Stand Your Ground: Black Bodies and the Justice of God, Discussion Guide, Chapters 1 and 2

In February, as an intergenerational Sunday School Class, we are reading Stand Your Ground: Black Bodies and the Justice of God by Kelly Brown Douglas.  Here is part 1 of our small group discussion guide for Chapter 1 (American’s Exceptionalism) and Chapter 2 (The Black Body: A Guilty Body.)


PART 1:  First off, to get discussion started in your groups, please discuss the following questions:

  • “If Trayvon was of age and armed, could he have stood his ground on that sidewalk?” –President Barack Obama
  • How did you feel when you read this book or heard others talking about it?
  • If you consider yourself to be white, how often do you think about your own whiteness/ race/ construction of race? If you consider yourself to be a person of color, how often do you think about your skin color/ race/ construction of race? 
  • Where do you most commonly talk with others about the construct of race?
  • What role do you think the church has in the discussion of the construct of race? 

PART 2:  After that discussion, drawing on your faith, your personal experiences and your reading, please respond to these excerpted quotations.

How to you respond to the phrase and idea  America’s narrative of Anglo-Saxon exceptionalism?” How do you see the idea of American exceptionalism as part of the religious narrative? How to you respond to the phrase and idea of “whiteness as cherished property?” How would you respond to the phrase “white space?” (p.42-43)

How would you respond to this quotation?

It is important to recall once again that the narrative of Ango-Saxon exceptionalism is a religious narrative……Not only did the early America Anglo-Saxons believer their mission to be on of erecting God’s “city on a hill” but they also come to believe that they essentially have divinity running through their veins….Whiteness in this respect is not simply cherished property, but also sacred property.  It is virtually the gateway to divinity, the key to salvation.  As the evangelical Protestant hymns suggests, salvation requires one to be made “white as snow.” (p.42)

How do you respond this excerpt from the first quotation?

Cheryl Harris puts it this way: “Whiteness and property share a common premise—a conceptual nucleus—of a right to exclude.”  This right to exclude inexorably gives way to other fundamental rights—the right to claim land and the right to stake out space. (p.42-43)

Respond to this quotation from your sheet.  How would you respond as the parent of Dr. Douglas’s son or the best friend, James?

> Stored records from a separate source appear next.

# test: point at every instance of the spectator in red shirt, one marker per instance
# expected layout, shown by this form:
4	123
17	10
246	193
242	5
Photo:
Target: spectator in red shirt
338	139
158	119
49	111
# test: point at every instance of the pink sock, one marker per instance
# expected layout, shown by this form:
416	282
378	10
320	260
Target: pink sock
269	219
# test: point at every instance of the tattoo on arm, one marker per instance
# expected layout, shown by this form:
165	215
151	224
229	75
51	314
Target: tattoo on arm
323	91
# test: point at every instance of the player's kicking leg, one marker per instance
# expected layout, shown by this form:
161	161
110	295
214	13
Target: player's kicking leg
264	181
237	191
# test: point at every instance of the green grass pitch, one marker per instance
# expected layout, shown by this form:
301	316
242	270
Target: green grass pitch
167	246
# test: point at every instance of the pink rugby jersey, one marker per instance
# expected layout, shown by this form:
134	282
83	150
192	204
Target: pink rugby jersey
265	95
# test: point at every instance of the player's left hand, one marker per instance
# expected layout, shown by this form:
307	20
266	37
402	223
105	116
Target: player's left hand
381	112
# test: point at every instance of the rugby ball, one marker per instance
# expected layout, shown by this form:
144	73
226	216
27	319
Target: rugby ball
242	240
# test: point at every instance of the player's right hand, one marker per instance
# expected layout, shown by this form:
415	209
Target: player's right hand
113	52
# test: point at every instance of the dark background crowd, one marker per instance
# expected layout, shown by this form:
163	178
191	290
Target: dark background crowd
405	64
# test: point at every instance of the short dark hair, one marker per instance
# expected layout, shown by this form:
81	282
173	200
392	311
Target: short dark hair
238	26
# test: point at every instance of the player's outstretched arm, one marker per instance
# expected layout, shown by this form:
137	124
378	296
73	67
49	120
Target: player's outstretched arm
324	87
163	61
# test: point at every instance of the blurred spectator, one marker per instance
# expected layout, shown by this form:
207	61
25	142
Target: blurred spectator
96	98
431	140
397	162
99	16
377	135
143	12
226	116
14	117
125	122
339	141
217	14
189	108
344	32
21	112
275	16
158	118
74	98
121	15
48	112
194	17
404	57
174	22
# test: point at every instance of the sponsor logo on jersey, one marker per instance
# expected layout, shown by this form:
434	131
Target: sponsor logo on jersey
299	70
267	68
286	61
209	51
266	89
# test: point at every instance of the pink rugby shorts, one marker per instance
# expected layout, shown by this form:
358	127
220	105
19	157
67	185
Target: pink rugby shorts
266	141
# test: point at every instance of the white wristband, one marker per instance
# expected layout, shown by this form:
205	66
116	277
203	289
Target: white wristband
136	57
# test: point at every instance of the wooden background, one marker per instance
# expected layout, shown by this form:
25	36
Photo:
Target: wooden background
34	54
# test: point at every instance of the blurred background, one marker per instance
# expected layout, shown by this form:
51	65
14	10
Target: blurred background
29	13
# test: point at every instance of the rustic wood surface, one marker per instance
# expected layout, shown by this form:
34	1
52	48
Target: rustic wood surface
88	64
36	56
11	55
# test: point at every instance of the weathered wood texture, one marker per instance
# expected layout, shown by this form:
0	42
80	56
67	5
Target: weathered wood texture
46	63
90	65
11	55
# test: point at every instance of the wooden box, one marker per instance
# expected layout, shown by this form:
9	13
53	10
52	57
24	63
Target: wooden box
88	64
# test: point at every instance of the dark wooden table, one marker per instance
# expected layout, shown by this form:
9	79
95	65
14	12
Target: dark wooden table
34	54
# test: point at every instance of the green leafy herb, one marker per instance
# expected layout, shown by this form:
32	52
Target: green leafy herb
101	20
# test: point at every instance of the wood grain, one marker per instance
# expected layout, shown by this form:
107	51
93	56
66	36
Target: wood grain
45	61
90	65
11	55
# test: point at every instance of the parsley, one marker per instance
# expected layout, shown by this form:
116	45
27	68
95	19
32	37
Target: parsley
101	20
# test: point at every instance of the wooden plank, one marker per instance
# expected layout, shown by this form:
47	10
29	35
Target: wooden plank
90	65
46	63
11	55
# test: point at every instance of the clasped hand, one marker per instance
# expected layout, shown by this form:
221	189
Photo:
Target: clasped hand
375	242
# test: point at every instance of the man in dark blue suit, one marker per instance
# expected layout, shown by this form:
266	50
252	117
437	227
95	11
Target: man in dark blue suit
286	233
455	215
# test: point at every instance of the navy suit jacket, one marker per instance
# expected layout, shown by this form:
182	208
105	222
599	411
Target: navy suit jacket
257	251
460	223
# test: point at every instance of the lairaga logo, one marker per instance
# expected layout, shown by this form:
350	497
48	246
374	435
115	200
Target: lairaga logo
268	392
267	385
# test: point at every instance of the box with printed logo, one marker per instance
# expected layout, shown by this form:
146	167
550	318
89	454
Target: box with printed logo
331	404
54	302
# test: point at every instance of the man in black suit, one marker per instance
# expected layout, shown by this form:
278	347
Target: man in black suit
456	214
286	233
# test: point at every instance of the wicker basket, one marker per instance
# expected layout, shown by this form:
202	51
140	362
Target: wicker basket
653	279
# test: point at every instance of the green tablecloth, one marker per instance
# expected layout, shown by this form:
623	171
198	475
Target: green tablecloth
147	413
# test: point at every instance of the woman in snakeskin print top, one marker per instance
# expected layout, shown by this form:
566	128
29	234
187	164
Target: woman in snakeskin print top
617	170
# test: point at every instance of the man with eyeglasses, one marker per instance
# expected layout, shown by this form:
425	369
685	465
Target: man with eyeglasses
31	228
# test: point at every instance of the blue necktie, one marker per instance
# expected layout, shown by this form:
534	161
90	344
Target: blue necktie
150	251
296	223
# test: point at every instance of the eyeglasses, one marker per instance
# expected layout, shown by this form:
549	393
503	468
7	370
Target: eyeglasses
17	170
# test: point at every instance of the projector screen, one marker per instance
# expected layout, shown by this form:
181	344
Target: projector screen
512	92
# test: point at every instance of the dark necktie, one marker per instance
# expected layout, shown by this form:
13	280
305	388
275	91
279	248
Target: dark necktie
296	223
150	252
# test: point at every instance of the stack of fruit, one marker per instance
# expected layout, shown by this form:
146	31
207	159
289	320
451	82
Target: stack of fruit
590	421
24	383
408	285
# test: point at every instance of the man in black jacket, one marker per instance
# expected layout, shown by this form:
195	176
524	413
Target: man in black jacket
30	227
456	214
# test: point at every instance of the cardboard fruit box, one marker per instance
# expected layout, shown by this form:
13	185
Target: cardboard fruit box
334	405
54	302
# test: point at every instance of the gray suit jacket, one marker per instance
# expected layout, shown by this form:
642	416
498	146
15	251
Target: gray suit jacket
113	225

“I remember it like it was yesterday. My son was seven or eight years old. He and his best friend, who was white (I will call him James), were sitting in the backseat of the car as I was driving them home from school. It was during black history month, so they were learning about “famous” black people. That day, Arthur Ashe was the focus of their black history lesson. As my son and James were discussing Ashe, James said, “Good thing we [meaning white people] decided to share our stuff with you guys [meaning black people] or Arthur Ashe would have never been a champion.” Already implanted within James’s young consciousness was the awareness that with his white skin came certain rights that were not given to black people. The only way for black people to attain these things was for white people to decide to share them.”  (p.44)

Respond to these quotations:

“Why are black murder victims put on trial?” (p.48) “Why is it reasonable to believe, even in the face of all evidence to the contrary, that a black murder victim is culpable in his own or her own slaying?  Why is she/ he be viewed as threat even while asking for help?  Why is self-defense so easily granted as the justification for killing an unarmed black person, especially when the killer is white?” Respond to this quotation from L.Z. Grandson “there is a subconscious element of our culture that looks at a black corpse and quiet puts it, instead of the perpetrator, on trial.” (p.49)

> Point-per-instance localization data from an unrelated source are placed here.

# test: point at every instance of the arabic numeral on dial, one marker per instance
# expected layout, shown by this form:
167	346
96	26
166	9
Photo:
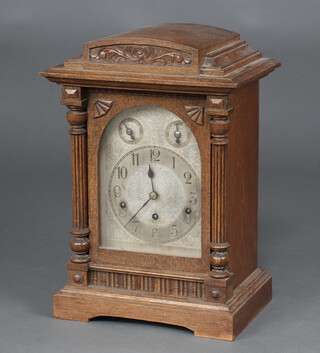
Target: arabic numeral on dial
187	177
186	219
174	162
135	224
174	231
122	173
193	199
117	191
154	155
135	159
155	233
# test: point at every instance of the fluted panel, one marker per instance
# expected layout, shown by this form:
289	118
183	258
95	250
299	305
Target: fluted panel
144	283
219	127
80	242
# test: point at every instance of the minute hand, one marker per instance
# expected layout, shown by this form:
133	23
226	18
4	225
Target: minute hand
137	212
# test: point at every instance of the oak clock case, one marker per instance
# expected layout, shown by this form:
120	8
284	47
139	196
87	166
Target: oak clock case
164	157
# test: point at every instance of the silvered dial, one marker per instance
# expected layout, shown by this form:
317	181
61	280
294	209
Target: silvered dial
154	194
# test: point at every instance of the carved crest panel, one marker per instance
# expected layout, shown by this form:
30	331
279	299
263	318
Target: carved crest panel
138	54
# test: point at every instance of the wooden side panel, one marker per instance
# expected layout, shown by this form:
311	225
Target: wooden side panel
243	157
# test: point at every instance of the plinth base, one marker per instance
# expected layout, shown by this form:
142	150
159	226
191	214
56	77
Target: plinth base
205	319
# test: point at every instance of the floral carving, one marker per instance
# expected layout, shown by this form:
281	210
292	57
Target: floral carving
140	55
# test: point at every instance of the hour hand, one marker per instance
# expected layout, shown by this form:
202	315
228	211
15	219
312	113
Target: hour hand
151	176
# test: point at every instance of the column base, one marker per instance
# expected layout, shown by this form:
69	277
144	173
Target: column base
219	321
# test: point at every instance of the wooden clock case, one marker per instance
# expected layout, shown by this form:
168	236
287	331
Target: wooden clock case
208	77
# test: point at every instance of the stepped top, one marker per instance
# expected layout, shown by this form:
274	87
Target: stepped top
168	55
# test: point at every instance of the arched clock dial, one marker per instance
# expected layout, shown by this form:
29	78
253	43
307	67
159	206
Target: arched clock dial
150	184
153	193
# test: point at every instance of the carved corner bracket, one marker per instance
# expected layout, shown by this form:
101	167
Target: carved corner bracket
195	113
218	110
102	108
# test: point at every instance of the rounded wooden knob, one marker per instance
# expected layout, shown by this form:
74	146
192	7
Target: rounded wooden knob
80	245
220	259
78	278
215	293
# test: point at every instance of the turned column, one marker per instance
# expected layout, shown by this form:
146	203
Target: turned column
221	282
75	98
77	118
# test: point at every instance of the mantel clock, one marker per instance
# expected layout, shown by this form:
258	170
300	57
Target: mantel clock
164	151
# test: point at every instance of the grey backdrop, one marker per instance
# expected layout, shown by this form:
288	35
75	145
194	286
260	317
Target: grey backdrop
35	177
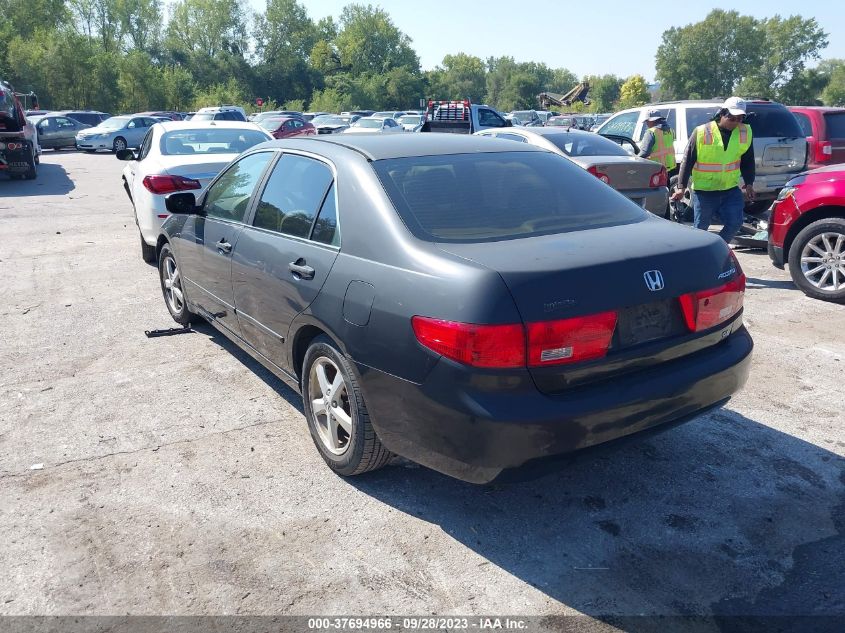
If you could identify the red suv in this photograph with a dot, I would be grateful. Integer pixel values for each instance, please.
(825, 132)
(807, 232)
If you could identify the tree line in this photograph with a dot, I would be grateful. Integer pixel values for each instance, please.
(135, 55)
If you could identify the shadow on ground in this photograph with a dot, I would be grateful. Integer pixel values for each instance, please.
(52, 180)
(719, 519)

Respond to this quotation:

“The sacred connection between the radicalized American nomos and the sacred cosmos is disrupted by the advent of the free black body.  In the end, a free black body poses an ontological danger to an Anglo-Saxon exceptionalist social order.  It also presents an existential danger.” (p.70)

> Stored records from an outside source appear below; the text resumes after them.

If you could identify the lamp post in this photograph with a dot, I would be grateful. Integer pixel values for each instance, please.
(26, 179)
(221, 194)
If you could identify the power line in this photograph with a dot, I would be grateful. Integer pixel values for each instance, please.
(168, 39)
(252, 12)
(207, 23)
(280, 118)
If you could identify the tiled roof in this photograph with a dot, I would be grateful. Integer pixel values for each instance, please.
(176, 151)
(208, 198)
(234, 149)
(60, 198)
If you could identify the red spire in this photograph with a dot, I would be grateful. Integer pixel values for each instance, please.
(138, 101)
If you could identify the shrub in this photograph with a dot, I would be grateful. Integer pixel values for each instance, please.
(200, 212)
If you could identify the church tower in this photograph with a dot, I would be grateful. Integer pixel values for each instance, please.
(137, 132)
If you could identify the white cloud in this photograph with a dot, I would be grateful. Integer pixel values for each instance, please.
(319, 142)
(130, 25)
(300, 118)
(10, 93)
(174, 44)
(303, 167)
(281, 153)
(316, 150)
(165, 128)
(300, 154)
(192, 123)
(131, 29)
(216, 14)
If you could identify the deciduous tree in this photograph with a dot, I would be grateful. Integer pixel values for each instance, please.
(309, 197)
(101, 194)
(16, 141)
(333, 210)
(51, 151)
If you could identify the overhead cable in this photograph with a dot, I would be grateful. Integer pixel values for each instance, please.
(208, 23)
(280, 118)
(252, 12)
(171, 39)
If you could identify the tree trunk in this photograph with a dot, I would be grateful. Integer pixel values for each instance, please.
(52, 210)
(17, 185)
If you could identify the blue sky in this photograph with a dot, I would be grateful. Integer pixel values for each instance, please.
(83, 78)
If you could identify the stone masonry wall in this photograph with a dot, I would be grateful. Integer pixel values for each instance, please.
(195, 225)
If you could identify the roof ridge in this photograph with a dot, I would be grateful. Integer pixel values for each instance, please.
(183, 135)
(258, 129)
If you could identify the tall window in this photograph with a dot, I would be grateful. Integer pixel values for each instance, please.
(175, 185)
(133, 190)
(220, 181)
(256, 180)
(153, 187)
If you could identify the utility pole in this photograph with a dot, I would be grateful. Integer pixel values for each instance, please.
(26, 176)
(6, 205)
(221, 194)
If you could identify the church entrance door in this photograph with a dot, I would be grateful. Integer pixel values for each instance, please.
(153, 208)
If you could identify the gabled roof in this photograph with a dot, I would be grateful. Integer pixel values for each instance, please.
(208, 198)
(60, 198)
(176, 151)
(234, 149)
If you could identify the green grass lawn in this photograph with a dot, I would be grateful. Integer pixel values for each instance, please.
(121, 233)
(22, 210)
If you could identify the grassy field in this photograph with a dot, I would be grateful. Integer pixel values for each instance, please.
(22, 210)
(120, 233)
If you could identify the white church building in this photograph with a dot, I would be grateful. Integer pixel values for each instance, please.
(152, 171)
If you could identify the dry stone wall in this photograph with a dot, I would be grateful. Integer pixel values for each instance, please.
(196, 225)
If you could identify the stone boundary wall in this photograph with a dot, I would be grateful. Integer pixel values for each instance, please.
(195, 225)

How do you react to this quotation?  How do you respond to the term chattel? What role does the church have in dismantling this idea?

“The black body that was once marked as chattel is now marked as criminal. This construct serves the same purpose as the construct of chattel. It relegates the black body to an “unfree” space. It preserves the free space as a white space. This transformation began shortly after emancipation.” (p.77)

Respond to this experience ending with this quotation. If you were Dr. Douglas, how would you respond? If you were the parent of the little boy, how would you respond? If you were looking on to this scene not knowing either boy, how would you respond?  If this was an interaction between adults and not little children, how do you think things would have changed?

“This little boy was angry. My son had intruded into his space. My son was guilty of being black, in the park, and looking.” (p. 86)


PART 3:  How would you describe the first two chapters of this book and this discussion to someone that is not here today?